Cependant ils furent quelque temps indécis; deux ou trois aubergistes avaient été interrogés, sans qu’un seul indice vînt éclairer leurs doutes ou guider leurs recherches, lorsqu’à Montreuil Athos sentit sur la table quelque chose de rude au toucher de ses doigts délicats. Il leva la nappe, et lut sur le bois ces hiéroglyphes creusés profondément avec la lame d’un couteau:
Port… - d’Art… - 2 février.
– À merveille, dit Athos en faisant voir l’inscription à Aramis; nous voulions coucher ici, mais c’est inutile.

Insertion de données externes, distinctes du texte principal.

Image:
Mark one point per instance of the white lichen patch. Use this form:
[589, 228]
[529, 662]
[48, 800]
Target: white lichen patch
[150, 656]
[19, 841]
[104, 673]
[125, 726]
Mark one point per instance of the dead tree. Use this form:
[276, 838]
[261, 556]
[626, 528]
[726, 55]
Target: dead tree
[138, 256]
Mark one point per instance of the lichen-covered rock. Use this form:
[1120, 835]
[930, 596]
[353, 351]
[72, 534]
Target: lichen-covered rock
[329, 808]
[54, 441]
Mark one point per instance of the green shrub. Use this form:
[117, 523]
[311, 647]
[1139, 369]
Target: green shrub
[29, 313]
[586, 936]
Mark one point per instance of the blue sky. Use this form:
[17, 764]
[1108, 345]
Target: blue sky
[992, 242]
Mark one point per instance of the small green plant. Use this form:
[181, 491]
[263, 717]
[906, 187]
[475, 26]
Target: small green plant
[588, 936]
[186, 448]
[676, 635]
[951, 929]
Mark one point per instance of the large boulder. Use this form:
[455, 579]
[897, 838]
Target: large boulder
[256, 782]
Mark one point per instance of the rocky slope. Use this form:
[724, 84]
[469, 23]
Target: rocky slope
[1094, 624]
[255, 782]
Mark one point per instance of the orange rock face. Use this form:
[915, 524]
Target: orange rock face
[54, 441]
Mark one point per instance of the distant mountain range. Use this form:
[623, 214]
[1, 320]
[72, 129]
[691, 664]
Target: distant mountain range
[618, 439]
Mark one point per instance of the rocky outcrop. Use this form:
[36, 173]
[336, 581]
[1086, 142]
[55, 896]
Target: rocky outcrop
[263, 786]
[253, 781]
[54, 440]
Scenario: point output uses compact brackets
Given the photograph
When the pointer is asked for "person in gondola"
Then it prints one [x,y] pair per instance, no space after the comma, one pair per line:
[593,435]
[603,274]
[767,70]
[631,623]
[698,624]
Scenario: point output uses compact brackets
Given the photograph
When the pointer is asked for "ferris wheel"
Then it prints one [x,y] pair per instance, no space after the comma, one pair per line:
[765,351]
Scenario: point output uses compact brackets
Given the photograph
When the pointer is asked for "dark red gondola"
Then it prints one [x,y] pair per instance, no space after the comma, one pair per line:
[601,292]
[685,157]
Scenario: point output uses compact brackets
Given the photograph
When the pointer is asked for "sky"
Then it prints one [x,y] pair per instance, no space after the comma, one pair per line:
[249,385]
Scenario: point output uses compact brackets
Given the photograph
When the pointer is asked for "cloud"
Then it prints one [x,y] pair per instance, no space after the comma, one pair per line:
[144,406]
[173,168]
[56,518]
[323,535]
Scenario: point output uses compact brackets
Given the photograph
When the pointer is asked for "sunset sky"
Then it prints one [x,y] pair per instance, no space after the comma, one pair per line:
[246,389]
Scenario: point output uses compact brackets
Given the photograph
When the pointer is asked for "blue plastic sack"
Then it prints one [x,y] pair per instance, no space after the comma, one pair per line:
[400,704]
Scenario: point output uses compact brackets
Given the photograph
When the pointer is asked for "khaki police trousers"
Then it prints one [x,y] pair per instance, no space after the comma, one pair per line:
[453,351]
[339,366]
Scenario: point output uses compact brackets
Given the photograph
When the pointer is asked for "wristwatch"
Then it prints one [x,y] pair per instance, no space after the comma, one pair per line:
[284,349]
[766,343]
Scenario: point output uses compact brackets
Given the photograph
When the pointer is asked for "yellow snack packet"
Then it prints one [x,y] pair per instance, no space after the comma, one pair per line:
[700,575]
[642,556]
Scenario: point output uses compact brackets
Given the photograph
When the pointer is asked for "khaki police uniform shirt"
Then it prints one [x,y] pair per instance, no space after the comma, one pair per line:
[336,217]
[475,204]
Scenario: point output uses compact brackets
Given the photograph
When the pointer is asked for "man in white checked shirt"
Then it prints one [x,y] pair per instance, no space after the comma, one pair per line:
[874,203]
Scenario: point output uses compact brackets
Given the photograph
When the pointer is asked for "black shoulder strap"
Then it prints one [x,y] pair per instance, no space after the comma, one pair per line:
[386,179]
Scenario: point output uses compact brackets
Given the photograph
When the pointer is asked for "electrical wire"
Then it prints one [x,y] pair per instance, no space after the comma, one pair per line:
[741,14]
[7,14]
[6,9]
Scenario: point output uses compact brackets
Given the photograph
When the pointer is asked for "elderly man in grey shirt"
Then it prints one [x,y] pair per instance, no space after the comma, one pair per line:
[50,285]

Allons plus loin.
Ils remontèrent à cheval et gagnèrent Abbeville. Là ils s’arrêtèrent fort perplexes à cause de la grande quantité d’hôtelleries. On ne pouvait pas les visiter toutes. Comment deviner dans laquelle avaient logé ceux que l’on cherchait?
– Croyez-moi, Athos, dit Aramis, ne songeons pas à rien trouver à Abbeville. Si nous sommes embarrassés, nos amis l’ont été aussi. S’il n’y avait que Porthos, Porthos eût été loger à la plus magnifique hôtellerie, et, nous la faisant indiquer, nous serions sûrs de retrouver trace de son passage. Mais d’Artagnan n’a point de ces faiblesses-là; Porthos aura eu beau lui faire observer qu’il mourait de faim, il aura continué sa route, inexorable comme le destin, et c’est ailleurs qu’il faut le chercher.
Ils continuèrent donc leur route, mais rien ne se présenta. C’était une tâche des plus pénibles et surtout des plus fastidieuses qu’avaient entreprise là Athos et Aramis, et sans ce triple mobile de l’honneur, de l’amitié et de la reconnaissance incrusté dans leur âme, nos deux voyageurs eussent cent fois renoncé à fouiller le sable, à interroger les passants, à commenter les signes, à épier les visages.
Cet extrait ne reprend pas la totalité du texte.